Well-trained, experienced caregivers and small staff-to-child ratios are two important characteristics of good child care, says child development expert Sandra Scarr in her book, "Mother Care/Other Care." While finding the best arrangement for a particular child will depend on a variety of factors -- including the child's age and the resources available -- Scarr cites the following requisites for good care, adapted from a list compiled by Yale pediatrics professor Sally Provence:
*Good physical care. This includes feeding, diapering, ensuring safety, and wrapping and unwrapping as the temperature demands.
*A supportive physical environment. Child-size furniture and other objects should accommodate the youngster's interests and needs for group play and personal space.
*Responsiveness to individual needs. There should be a rich variety of social and individual activities.
Opportunities for the child to act on his or her environment. For children to feel effective and competent, materials and opportunities should be available for them to hammer, paste, color, sweep, wash, build, mash, throw, kick, mix, stir, dance, strum, skip, button and zip.
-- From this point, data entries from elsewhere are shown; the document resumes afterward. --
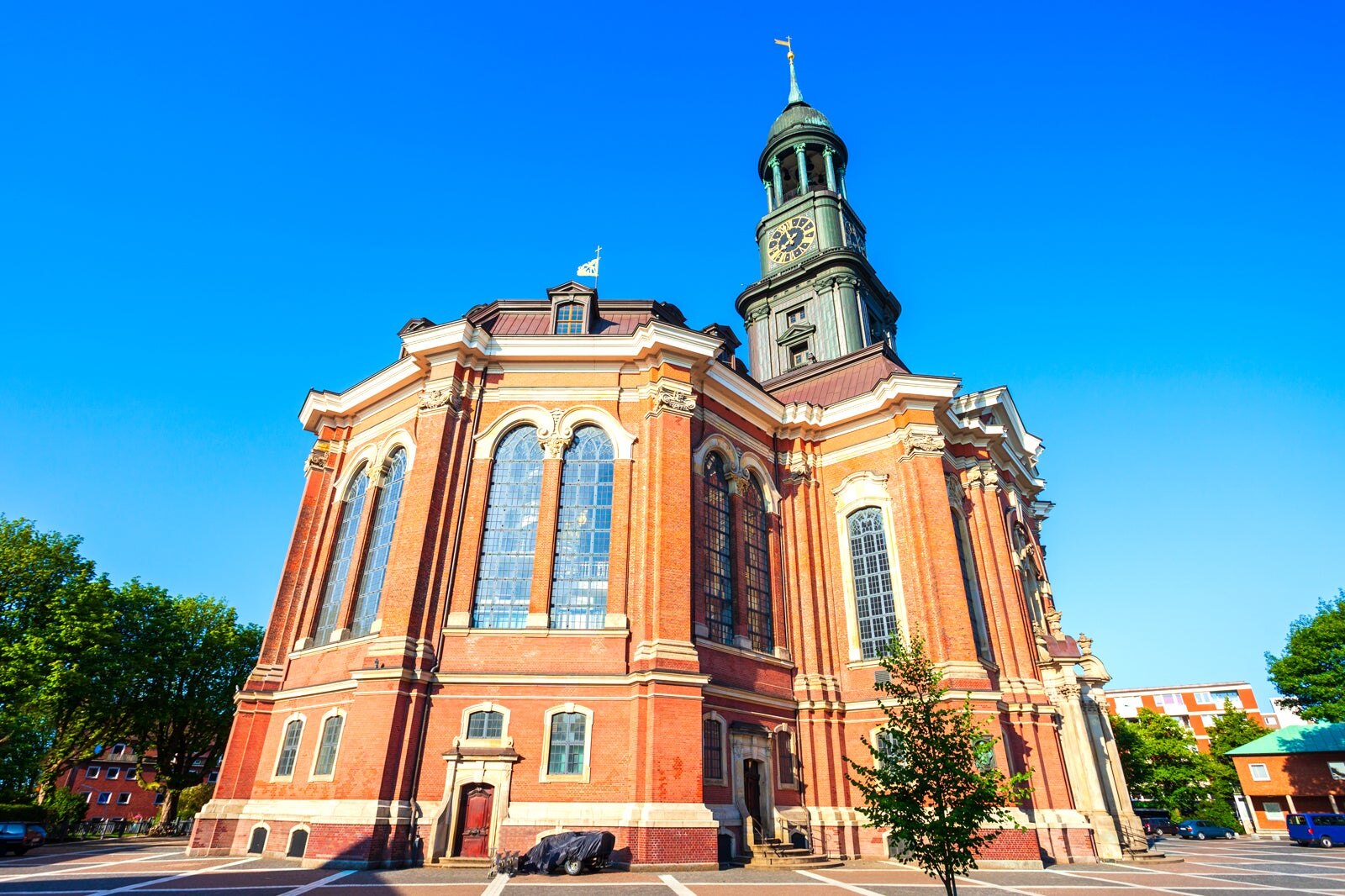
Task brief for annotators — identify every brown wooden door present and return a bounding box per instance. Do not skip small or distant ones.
[457,784,495,858]
[742,759,767,837]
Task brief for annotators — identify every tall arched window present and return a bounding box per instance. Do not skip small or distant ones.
[742,473,775,654]
[551,426,614,628]
[314,466,368,645]
[846,507,897,659]
[701,452,733,645]
[350,448,406,638]
[472,426,542,628]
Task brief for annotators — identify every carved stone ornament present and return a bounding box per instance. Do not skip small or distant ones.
[967,460,1000,488]
[419,379,462,410]
[647,383,695,417]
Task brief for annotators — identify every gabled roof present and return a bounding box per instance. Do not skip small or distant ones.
[1226,723,1345,756]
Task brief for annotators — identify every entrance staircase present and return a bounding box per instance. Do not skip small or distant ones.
[740,815,845,871]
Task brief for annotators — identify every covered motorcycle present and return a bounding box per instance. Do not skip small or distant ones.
[525,830,616,874]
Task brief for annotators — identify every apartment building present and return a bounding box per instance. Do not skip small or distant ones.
[1107,681,1279,753]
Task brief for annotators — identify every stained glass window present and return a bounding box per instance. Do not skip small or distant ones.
[701,719,724,780]
[467,709,504,737]
[546,713,588,775]
[314,716,345,775]
[742,475,775,654]
[472,426,542,628]
[701,452,733,645]
[276,719,304,777]
[556,302,583,334]
[314,466,368,645]
[849,507,897,659]
[551,426,614,628]
[350,448,406,638]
An enriching emotional atmosphere. Caregivers should be consistently available, affectionate, patient, good listeners and good talkers who are enthusiastic about the child's achievements.
*A speaking social partner. Babies and children need responsive adults who make conversation with them. Even 1-year-olds learn how to take turns in a communication between two people. They may not have words, but they listen and then respond; they initiate and wait for a partner to respond.
*Experiences with consistency and repetition, variety and contrast. Everyone's world needs comforting consistency and interesting variety. Too much of the former is boring; too much of the latter is fearsome.
*Toys and other playthings appropriate to the developmental levels and interests of children.
*Limits, prohibitions and expectations for conformity. Just as children need opportunities to express themselves, they also need to learn limits on their behaviors that will make them acceptable members of their society. Adults must teach them these social rules, especially those that affect safety and others' rights.